Yesterday, Michael Baroody withdrew his nomination as head of the Consumer Product Safety Commission (CPSC). Baroody, executive vice president and a chief lobbyist for the National Association of Manufacturers (NAM), was the latest in a parade of Bush cronies nominated to oversee their former industries.
Baroody withdrew just before what would likely have been a tumultuous hearing this morning on his nomination, amid mounting opposition from Senate Democrats who were rightly concerned that Baroody’s appointment presented a clear conflict-of-interest. Sens. Bill Nelson of Florida, and, Dick Durbin and Barack Obama of Illinois had all spoken out against Baroody’s appointment.
Also adding substantially to concerns about where his loyalties lay, the New York Times revealed last week that Baroody would have received a $150,000 windfall severance package from NAM following his appointment.
Baroody was a stunningly inappropriate choice. His career included stints as a partisan political operative, pushing to elect pro-business and anti-consumer candidates. He has spoken out against numerous safety and health regulations, including ergonomics rules to prevent worker injuries, efforts by the Environmental Protection Agency to curb pollutants and regulations to mandate fire-safe cigarettes and prevent the 700 to 900 deaths that occur each year from home fires started by cigarettes and other smoking products.

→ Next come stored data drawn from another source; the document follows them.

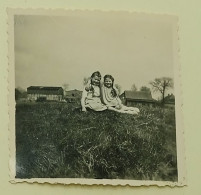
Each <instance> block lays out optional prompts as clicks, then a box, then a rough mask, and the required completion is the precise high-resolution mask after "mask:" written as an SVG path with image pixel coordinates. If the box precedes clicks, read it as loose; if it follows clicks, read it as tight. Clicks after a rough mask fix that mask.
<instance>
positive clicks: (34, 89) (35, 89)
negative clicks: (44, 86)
mask: <svg viewBox="0 0 201 195" xmlns="http://www.w3.org/2000/svg"><path fill="white" fill-rule="evenodd" d="M27 93H28V94H32V93H39V94H55V95H56V94H57V95H59V94H60V95H62V94H63V88H62V87H44V86H30V87H28V88H27Z"/></svg>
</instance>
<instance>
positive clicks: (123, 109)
mask: <svg viewBox="0 0 201 195" xmlns="http://www.w3.org/2000/svg"><path fill="white" fill-rule="evenodd" d="M122 110H124V111H128V112H132V113H133V114H138V113H139V112H140V110H139V109H138V108H135V107H127V106H122Z"/></svg>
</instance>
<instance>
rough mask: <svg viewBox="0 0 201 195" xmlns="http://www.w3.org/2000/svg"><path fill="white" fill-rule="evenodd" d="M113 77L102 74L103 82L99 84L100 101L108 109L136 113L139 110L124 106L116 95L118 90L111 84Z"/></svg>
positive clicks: (122, 112) (136, 108) (113, 80)
mask: <svg viewBox="0 0 201 195" xmlns="http://www.w3.org/2000/svg"><path fill="white" fill-rule="evenodd" d="M113 84H114V78H113V77H112V76H111V75H105V76H104V83H103V85H102V86H101V98H102V102H103V103H104V104H105V105H106V106H107V109H108V110H113V111H116V112H120V113H127V114H138V113H139V112H140V111H139V109H138V108H135V107H127V106H124V105H123V104H122V102H121V100H120V98H119V96H118V90H117V89H115V87H114V86H113Z"/></svg>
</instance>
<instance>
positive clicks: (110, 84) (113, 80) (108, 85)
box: [104, 74, 114, 88]
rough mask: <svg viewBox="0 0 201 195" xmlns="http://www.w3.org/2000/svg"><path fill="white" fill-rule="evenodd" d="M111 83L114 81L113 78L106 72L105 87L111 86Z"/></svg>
mask: <svg viewBox="0 0 201 195" xmlns="http://www.w3.org/2000/svg"><path fill="white" fill-rule="evenodd" d="M113 83H114V78H113V76H112V75H109V74H107V75H105V76H104V85H105V87H108V88H111V87H113Z"/></svg>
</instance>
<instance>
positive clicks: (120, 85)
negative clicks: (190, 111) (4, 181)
mask: <svg viewBox="0 0 201 195" xmlns="http://www.w3.org/2000/svg"><path fill="white" fill-rule="evenodd" d="M35 11H36V10H35ZM36 13H37V14H35V13H34V10H30V12H27V11H26V12H23V11H22V10H21V12H16V13H14V14H13V15H12V17H10V18H11V20H12V22H11V23H10V25H11V27H10V29H12V30H11V33H10V37H13V38H12V39H11V40H13V43H10V47H11V49H10V50H11V51H12V52H13V54H11V56H13V57H10V61H11V63H10V69H12V71H11V74H12V72H13V87H11V89H12V90H13V92H11V94H12V93H13V102H14V103H13V108H12V113H13V119H12V117H11V121H12V120H13V129H11V130H10V131H11V133H13V134H12V136H13V139H11V141H13V143H12V144H11V145H12V147H13V148H12V151H13V153H12V152H11V155H12V154H13V157H12V158H11V159H12V160H13V162H12V164H13V166H14V168H13V171H14V172H13V176H14V180H15V179H16V180H18V181H20V180H22V181H27V180H29V179H32V180H33V181H37V179H42V180H41V181H44V182H45V181H48V179H52V181H55V182H56V181H57V179H62V181H64V182H61V183H73V182H69V181H71V179H76V181H79V180H77V179H80V180H81V182H77V183H83V184H85V183H87V182H85V181H92V184H94V183H96V184H97V183H98V184H99V183H100V184H101V183H102V181H104V184H110V182H112V184H115V181H118V184H121V181H122V182H124V184H130V185H135V182H134V181H137V182H138V184H137V185H143V184H144V183H145V184H146V182H147V184H148V182H150V183H151V184H157V182H162V183H163V182H164V183H165V182H167V183H168V182H169V183H170V185H171V184H178V183H179V182H180V183H182V180H181V179H180V176H183V173H182V169H180V167H179V166H180V164H181V163H179V161H183V159H182V160H181V159H180V158H179V157H182V155H180V154H179V153H180V152H181V147H182V140H179V139H182V137H181V136H180V135H181V134H182V131H183V129H182V125H181V121H180V119H181V116H180V114H181V112H180V111H179V110H178V109H180V106H181V103H180V101H181V100H180V88H179V87H180V86H179V82H178V80H179V74H178V72H179V70H178V67H179V64H178V59H177V58H178V47H177V45H178V43H177V42H178V34H177V33H178V32H177V30H178V27H177V25H178V23H177V22H178V19H177V17H176V16H171V15H162V14H150V13H149V14H146V13H131V12H126V11H98V10H95V11H90V10H65V11H64V10H63V11H61V14H59V11H57V12H56V11H54V10H52V11H47V10H46V11H41V10H40V11H39V12H36ZM12 25H13V26H12ZM12 47H13V48H12ZM12 52H11V53H12ZM11 83H12V82H11ZM11 99H12V98H11ZM176 119H177V120H176ZM180 143H181V145H180ZM181 167H182V166H181ZM54 179H55V180H54ZM65 179H66V181H67V180H68V182H65ZM132 182H134V183H132Z"/></svg>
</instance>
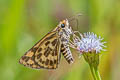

Many of the companies overseen by the CPSC are NAM members or affiliates. In fact, as Public Citizen has shown, these industry groups accounted for more than half of the penalties the agency assessed in the past ten years for violating its most important rule, a requirement that companies inform the agency when they discover dangerous defects in their products. NAM successfully pushed last year to weaken that rule. Given Baroody’s strong ties to the industries he would have had to regulate and his past positions, he would have faced unavoidable conflicts.
As with other appointments made by this Administration, choosing Baroody was clearly an attempt to undercut regulations that protect consumers in favor of fatter corporate profit margins. Thankfully for consumers, in this case it was an attempt that failed.